Tallulah: My Autobiography by Tallulah Bankhead
The first and arguably most entertaining is Tallulah’s own memoir, a bestseller in 1952. Published at the height of her fame and notoriety, this breezy and quotable account of her life and career is worth a read not just for her turns of phrase, but also her artful circumnavigation of the truth, often in jest. Although the book is (somewhat) constrained by the mores of the early ’50s, it’s easy to imagine the more honest and salacious version she might have written had she lived beyond her 66 years.
Miss Tallulah Bankhead by Lee Israel
This excellent 1972 biography was the first, and fills in many of the gaps glossed over by Tallulah herself. Of note: Israel is an accomplished writer whose reputation was forever tarnished when she turned to selling forged letters purportedly written and signed by famous authors and other luminaries—the subject of her post-arrest memoir and the 2018 film, Can You Ever Forgive Me?
Tallulah by Brendan Gill
Apparently written at the same time as Israel’s but published a year later in 1973, this reverential work is part eloquent biography, part gorgeous coffee table book filled with many seldom seen photographs. Though not as thorough as its immediate predecessor, what it lacks in detail is more than made up for by Gill’s almost worshipful tone.

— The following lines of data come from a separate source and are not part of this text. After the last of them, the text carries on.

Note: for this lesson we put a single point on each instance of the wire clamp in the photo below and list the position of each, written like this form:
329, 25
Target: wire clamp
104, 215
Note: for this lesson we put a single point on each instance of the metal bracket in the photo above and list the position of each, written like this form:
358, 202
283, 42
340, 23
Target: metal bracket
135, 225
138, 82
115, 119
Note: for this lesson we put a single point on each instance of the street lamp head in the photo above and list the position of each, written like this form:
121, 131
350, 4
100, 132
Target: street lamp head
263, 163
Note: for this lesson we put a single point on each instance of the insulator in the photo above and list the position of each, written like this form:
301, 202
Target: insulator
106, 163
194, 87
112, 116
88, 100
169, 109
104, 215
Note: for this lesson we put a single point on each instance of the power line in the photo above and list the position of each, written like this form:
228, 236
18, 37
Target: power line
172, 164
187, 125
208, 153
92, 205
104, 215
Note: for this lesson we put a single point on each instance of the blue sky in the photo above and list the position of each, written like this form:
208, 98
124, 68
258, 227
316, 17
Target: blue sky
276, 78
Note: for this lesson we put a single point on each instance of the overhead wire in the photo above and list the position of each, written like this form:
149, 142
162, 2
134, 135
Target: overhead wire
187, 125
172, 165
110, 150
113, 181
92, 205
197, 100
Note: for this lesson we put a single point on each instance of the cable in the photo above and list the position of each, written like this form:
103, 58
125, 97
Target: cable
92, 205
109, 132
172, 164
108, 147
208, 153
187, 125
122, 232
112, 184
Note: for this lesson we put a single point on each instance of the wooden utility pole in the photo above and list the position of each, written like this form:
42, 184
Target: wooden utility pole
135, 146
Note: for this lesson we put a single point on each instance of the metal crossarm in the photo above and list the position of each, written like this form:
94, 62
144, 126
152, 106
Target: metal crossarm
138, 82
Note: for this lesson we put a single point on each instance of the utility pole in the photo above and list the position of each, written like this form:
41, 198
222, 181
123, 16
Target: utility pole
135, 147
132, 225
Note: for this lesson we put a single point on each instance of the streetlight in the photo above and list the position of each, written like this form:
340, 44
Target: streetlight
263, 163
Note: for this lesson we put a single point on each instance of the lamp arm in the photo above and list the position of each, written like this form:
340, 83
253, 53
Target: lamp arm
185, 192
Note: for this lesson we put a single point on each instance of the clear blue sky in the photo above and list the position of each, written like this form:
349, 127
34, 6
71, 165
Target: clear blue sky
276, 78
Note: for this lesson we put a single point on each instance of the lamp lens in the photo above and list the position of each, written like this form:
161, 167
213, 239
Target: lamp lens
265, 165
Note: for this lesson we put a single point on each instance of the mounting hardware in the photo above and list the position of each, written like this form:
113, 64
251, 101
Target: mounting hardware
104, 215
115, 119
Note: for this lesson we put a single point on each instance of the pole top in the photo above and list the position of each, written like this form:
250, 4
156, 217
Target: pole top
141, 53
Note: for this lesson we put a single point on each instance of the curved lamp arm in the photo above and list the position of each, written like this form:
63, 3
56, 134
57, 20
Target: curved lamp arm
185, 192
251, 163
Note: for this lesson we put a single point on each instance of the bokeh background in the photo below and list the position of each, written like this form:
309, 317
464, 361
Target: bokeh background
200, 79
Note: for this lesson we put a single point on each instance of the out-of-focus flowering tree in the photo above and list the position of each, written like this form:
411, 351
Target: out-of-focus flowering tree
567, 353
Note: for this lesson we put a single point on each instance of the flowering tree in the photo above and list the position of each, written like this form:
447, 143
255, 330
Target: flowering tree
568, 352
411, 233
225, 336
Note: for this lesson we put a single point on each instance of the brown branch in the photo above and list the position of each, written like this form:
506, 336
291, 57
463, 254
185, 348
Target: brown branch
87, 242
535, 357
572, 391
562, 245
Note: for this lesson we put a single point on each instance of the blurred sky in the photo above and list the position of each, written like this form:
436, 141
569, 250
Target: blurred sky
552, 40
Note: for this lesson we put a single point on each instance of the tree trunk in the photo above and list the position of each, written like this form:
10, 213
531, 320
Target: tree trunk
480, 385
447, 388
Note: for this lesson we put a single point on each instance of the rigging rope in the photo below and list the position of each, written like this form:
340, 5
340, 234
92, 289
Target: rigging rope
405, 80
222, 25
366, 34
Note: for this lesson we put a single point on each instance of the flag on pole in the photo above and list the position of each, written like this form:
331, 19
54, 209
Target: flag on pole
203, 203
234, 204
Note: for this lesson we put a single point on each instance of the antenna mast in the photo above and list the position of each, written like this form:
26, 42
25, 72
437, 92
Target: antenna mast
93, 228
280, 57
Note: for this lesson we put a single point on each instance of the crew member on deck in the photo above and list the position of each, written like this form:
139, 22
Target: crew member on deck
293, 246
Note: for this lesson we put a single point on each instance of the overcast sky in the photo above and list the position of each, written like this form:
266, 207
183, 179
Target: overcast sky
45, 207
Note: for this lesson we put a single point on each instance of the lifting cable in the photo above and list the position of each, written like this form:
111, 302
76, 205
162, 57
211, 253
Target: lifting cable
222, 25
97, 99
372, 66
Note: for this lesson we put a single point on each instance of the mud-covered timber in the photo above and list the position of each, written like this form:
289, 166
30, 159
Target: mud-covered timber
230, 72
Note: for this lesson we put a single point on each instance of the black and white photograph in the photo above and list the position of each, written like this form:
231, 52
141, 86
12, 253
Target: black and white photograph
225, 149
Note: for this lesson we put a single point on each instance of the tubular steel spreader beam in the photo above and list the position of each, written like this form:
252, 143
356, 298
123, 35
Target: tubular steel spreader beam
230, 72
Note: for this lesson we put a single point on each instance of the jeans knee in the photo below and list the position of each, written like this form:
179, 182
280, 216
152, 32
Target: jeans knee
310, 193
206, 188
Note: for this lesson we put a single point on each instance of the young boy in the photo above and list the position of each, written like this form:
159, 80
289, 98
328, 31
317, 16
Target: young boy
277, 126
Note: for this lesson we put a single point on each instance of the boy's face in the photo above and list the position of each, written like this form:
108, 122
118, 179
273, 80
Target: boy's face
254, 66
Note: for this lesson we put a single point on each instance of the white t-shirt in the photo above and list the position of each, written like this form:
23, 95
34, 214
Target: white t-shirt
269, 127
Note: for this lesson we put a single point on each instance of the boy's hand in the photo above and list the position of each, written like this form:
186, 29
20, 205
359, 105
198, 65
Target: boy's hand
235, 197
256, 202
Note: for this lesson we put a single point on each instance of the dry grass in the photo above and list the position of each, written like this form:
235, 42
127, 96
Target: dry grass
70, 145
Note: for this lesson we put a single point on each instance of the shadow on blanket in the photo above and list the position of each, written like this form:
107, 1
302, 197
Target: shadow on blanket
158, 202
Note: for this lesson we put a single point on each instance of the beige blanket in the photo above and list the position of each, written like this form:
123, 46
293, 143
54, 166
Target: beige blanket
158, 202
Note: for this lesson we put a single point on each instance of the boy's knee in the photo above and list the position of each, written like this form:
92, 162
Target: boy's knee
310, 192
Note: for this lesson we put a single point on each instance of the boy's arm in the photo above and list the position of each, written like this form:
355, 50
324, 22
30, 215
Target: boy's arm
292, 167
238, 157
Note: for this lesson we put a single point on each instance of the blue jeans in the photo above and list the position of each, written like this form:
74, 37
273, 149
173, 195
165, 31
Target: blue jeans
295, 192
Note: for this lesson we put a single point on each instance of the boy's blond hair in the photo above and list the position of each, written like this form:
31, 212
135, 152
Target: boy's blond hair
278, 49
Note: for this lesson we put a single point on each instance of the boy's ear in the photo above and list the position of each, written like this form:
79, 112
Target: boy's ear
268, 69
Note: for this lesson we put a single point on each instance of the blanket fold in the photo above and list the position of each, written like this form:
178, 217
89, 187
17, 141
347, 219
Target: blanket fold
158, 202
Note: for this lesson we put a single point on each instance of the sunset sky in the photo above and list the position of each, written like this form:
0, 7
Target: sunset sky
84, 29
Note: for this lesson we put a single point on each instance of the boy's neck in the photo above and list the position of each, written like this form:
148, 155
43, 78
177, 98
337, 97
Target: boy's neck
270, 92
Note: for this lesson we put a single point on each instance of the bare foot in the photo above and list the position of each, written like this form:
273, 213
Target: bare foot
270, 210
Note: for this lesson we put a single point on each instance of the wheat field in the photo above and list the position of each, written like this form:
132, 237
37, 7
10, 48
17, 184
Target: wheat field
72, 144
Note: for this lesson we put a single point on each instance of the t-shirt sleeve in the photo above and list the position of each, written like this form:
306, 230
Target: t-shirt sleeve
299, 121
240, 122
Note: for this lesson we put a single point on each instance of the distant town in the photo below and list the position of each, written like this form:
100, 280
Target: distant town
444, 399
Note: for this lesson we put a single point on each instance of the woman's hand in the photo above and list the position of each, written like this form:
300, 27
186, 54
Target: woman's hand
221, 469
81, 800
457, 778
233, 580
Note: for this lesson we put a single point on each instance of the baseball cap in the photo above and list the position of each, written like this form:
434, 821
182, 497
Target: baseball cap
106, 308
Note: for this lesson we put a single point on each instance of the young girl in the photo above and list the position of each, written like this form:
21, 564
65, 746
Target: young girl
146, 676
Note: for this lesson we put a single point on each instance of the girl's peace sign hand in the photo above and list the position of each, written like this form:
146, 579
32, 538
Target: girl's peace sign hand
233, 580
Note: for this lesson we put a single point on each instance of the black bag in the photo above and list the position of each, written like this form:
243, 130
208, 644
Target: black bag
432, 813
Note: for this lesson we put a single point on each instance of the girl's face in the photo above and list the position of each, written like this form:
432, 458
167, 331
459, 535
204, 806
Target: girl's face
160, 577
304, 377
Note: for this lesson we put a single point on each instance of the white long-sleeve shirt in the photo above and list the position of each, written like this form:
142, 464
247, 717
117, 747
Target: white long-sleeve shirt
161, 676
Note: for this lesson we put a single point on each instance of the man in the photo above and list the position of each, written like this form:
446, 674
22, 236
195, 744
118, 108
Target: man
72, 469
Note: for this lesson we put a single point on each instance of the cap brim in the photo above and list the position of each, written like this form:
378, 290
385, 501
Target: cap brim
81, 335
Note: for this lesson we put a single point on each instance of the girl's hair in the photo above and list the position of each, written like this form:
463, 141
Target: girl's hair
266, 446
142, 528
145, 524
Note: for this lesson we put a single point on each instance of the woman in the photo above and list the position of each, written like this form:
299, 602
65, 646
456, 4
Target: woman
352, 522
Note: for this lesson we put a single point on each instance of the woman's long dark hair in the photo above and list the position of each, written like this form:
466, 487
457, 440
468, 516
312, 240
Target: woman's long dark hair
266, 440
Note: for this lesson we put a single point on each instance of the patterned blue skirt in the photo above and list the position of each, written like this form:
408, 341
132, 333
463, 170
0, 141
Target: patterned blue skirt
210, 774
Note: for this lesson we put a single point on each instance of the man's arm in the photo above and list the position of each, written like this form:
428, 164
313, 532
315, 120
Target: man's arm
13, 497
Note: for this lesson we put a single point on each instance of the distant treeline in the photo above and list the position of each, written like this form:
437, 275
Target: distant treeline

Tallulah Darling: A Biography of Tallulah Bankhead by Denis Brian
Tallu-mania continued unabated with this 1980 offering. Full disclosure, this one is still in my TBR pile, but is worth noting as further proof that Tallulah’s legacy endures.
Tallulah Bankhead: A Scandalous Life by David Bret
This 1998 biography was published thirty years after Tallulah’s death. While Bret hews close to the established facts, he douses his narrative with explicit—and sometimes cringey—descriptions of Tallulah’s sexual exploits, many of which seem farfetched, even for one as outrageous as the book’s subject. Some things really are best left to the imagination.
Tallulah Bankhead by Bryony Lavery
Published in 1999 some 30 years after Tallulah’s death, this poetic love letter is worth reading for Lavery’s use of language alone, and speaks to the tenacity of Tallulah’s iconic appeal.
Tallulah! The Life and Times of a Leading Lady by Joel Lobenthal
Scholarly, scandalous, but never stuffy, this hefty 2004 masterwork is demonstrably the most thorough work in the Bankhead canon and might as well be called The Bible of Bankhead. Of all the aforementioned books, I confess this is my close second favorite to Tallulah’s own.
Tallulah: A Life From Beginning to End by Hourly History
Perhaps the oddest of these offerings, this latest entry appeared as recently as 2023 and is credited not to an individual author, but to an imprint publisher of nonfiction books in VERY LARGE PRINT that “take no more than one hour to read.” As a result, this is the thinnest, and one can only imagine how much was omitted in order to live up to their claim.
If you’re at all curious to learn more about this outrageously marvelous but mostly faded cultural icon, I recommend Tallulah’s memoir and Lobenthal’s biography… in that order. Still, Tallulah once famously said, “Say anything about me, dahling, as long as it isn’t boring,” and all of these offerings certainly honor those wishes.